Under U.S. securities legislation a company owning 4.9% of Pegasus’ issued capital would have to declare its holding and make a filing with the securities commission. In Canada, a filing would have to be made at 10% and at 20% it could not purchase any more shares without making a takeover offer.
According to Pegasus, the biggest distinction between Canada and the U.S. has to do with the Toronto Stock Exchange floor exchange bid where a company can make an all-cash bid with an 11-day window without having to file a large offering circular document. Such a cash bid offer can be made to Canadian shareholders without having to make a similar bid to U.S. shareholders which Pegasus believes is unfair. About 70% of the company’s shareholders are in the U.S. and the shareholder rights program will ensure the offer is universal, Pegasus says.
Foreman told The Northern Miner that Pegasus “has been working on the plan for 18 months,” and he conceded under U.S. securities law the “board is king.”
“We think in our company the shareholder is king and we are just stewards of the shareholder’s investment. So we finally think we have come up with a way of doing right in Canada and doing right for our shareholders worldwide,” he said.
“The theme running throughout this plan is simply the fact that if they want to take the bid to our shareholders we want our shareholders to have an offer that’s made to all shareholders with full disclosure and ample time given them to absorb that disclosure so they can vote in an educated manner,” said C. J. McNamara, chief financial officer.
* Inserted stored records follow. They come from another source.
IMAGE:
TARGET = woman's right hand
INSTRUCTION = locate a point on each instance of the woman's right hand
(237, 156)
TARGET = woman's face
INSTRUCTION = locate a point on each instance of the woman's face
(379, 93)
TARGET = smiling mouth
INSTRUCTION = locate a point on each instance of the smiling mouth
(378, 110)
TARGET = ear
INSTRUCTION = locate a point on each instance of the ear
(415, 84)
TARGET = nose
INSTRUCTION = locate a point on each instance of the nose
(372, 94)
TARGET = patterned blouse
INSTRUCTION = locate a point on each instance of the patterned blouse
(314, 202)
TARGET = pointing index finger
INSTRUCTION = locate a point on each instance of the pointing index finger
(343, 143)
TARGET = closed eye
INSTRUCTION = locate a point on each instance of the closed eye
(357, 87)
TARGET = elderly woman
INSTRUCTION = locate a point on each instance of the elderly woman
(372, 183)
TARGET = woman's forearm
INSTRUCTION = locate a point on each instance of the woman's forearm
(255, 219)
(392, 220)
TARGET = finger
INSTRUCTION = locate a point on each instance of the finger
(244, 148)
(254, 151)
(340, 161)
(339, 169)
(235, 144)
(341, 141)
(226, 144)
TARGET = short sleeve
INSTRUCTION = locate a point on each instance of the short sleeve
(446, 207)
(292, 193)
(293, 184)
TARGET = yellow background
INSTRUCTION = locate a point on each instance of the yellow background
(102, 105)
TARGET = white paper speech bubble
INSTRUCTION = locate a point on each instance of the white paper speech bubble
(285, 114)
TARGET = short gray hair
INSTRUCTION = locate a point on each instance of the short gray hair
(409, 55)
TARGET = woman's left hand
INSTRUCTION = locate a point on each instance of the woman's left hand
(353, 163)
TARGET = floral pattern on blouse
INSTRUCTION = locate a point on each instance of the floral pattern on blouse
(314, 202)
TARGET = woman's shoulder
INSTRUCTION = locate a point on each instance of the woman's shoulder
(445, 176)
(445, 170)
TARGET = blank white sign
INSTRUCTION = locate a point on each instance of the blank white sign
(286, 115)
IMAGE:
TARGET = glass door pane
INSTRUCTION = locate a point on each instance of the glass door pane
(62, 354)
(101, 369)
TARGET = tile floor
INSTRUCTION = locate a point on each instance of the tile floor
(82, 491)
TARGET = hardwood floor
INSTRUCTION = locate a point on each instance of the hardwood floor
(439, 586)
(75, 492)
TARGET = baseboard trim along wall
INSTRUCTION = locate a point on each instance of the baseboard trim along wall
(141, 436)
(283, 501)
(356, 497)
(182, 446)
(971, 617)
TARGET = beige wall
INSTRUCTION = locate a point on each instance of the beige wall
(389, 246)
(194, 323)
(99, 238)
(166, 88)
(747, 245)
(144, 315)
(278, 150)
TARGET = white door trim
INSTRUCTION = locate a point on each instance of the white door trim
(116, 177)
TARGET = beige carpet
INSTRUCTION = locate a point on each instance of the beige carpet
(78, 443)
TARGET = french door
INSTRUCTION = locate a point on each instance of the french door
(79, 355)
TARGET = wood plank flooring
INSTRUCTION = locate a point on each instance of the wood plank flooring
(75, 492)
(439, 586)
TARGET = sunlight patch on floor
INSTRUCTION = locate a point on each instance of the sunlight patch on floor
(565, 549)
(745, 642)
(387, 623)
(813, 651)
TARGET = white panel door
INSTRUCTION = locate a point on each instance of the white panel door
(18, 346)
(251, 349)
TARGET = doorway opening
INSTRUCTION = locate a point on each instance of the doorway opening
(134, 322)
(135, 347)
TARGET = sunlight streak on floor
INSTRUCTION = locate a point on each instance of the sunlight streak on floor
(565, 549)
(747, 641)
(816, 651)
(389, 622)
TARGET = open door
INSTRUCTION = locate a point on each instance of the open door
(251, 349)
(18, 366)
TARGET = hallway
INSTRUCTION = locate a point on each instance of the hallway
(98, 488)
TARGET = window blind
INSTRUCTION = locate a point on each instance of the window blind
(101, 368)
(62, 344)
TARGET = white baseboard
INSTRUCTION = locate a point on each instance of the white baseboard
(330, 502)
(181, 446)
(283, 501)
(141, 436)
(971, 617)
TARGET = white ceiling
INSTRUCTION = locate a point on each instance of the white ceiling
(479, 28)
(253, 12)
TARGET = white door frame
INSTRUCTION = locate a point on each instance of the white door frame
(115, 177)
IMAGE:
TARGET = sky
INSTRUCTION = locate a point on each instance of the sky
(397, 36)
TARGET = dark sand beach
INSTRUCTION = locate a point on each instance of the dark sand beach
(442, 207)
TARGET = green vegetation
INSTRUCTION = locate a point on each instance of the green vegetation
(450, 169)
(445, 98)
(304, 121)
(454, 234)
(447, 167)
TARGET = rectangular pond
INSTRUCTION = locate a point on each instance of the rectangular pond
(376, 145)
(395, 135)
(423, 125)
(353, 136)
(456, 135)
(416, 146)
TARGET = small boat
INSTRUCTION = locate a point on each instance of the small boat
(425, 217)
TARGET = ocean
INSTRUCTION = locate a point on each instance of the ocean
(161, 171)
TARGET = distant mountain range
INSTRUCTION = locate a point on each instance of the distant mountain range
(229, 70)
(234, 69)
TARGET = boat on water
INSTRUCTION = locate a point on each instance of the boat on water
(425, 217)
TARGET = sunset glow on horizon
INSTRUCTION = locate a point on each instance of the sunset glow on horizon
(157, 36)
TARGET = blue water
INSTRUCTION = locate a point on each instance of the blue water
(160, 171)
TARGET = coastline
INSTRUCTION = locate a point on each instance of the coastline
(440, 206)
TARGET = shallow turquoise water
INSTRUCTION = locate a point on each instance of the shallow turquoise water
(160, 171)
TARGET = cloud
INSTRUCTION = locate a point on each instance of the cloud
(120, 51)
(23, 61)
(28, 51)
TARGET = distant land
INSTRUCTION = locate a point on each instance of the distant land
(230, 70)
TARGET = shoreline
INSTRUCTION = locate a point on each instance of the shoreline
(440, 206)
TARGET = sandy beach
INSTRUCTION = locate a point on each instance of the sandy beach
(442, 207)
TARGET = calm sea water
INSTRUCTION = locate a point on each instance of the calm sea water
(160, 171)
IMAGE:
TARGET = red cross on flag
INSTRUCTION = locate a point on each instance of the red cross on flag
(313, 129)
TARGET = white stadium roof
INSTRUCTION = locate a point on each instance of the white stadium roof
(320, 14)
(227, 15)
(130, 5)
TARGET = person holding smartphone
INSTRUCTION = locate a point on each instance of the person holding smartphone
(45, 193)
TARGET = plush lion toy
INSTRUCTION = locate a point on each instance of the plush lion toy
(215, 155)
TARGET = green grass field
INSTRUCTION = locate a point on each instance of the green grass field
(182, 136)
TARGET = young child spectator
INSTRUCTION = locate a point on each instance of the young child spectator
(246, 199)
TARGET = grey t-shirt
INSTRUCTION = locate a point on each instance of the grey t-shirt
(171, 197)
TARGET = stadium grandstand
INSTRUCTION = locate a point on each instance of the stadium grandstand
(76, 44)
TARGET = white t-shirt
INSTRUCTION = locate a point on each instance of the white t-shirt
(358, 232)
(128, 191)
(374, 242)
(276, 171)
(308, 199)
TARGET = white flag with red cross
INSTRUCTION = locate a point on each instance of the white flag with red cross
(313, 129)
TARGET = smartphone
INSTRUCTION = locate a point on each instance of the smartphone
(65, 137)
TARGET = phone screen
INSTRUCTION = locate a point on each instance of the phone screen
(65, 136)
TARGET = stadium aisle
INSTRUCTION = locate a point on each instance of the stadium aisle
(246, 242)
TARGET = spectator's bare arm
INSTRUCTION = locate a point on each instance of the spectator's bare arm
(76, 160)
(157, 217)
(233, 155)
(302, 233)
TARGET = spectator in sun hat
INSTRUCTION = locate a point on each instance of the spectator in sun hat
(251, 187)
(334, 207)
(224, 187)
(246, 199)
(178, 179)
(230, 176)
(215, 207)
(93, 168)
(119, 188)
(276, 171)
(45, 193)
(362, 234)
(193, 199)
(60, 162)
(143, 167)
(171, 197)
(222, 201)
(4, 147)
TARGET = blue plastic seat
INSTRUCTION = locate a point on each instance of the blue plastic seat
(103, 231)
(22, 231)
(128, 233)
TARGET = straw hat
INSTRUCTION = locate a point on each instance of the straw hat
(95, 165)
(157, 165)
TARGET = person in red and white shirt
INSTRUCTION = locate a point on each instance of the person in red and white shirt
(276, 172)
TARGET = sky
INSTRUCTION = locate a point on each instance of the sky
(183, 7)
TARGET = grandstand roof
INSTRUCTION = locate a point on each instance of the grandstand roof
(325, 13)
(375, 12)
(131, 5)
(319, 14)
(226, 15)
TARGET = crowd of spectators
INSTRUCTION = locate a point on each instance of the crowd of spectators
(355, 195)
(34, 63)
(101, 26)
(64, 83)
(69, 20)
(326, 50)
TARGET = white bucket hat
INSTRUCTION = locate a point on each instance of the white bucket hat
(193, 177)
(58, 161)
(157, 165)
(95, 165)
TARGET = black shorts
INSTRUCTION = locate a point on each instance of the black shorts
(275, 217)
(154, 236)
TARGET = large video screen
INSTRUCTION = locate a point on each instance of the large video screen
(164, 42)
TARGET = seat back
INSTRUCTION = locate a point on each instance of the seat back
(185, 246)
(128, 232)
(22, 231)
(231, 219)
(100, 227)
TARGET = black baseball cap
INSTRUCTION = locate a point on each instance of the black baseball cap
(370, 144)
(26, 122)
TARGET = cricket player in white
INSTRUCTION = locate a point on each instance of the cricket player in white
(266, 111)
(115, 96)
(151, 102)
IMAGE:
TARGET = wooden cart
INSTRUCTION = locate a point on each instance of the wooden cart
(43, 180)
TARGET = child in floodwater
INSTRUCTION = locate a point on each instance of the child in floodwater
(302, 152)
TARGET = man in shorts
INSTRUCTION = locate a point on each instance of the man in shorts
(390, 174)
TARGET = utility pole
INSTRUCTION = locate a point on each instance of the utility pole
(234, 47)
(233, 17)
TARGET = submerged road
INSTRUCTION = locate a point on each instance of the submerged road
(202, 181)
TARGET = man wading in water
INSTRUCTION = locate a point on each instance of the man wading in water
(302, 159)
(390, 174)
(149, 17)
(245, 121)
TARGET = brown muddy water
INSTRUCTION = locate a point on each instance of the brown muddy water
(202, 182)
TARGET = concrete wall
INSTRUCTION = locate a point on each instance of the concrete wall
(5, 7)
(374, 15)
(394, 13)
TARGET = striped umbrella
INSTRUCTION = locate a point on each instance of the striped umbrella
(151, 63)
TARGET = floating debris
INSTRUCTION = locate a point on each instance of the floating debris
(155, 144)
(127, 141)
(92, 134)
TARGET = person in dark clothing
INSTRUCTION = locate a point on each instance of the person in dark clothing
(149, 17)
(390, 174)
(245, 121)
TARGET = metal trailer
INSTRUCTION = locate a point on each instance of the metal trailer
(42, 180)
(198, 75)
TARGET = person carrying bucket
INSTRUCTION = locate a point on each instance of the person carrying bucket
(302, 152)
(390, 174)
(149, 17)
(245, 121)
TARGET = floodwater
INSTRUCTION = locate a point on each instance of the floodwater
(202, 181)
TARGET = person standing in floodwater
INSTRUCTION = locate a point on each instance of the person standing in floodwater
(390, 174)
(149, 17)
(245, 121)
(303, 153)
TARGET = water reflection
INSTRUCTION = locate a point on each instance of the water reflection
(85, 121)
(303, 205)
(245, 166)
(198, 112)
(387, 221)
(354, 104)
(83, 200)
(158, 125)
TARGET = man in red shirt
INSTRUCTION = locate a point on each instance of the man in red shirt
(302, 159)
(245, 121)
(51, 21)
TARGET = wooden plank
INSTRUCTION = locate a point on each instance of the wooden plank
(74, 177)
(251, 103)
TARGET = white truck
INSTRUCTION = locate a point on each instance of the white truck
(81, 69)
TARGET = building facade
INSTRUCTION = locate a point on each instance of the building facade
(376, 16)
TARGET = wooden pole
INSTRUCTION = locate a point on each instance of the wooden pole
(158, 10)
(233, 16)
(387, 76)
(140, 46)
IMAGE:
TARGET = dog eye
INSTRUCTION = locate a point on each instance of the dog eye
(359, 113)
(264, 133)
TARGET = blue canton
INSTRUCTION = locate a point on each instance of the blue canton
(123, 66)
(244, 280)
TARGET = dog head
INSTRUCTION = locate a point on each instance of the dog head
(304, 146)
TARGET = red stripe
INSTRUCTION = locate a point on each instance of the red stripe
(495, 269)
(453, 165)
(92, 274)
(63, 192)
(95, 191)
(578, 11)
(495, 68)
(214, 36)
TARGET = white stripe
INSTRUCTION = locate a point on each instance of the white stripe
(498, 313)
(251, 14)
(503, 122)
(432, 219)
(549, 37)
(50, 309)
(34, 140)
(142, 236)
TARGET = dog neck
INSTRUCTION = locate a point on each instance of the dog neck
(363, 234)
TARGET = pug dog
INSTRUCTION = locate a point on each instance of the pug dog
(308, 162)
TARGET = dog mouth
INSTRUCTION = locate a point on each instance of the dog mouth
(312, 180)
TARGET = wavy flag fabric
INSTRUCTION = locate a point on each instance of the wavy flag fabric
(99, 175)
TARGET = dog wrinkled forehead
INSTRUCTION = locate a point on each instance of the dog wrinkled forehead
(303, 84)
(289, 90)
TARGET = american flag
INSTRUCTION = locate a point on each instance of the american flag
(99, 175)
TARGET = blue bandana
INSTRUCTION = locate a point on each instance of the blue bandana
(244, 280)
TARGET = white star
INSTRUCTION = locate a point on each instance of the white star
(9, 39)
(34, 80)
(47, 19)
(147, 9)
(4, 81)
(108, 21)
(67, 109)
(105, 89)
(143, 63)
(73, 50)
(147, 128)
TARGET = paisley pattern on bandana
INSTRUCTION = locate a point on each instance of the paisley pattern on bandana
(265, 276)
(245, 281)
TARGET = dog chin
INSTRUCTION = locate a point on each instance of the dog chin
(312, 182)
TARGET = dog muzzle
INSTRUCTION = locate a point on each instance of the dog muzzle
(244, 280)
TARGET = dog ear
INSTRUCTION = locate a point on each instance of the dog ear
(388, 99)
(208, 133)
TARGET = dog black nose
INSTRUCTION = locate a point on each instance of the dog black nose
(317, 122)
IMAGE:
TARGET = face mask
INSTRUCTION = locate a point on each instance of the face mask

Subject to approval from the Toronto and American stock exchanges, the distribution of share purchase rights will be made to holders of record at the close of business Dec 12. The rights issue is non-taxable. They will not be exercisable and won’t trade separate and apart from the common shares at any time prior to a person or group acquiring, or announcing an intention to acquire 20% or more of the votes attaching to all securities of Pegasus, the company noted.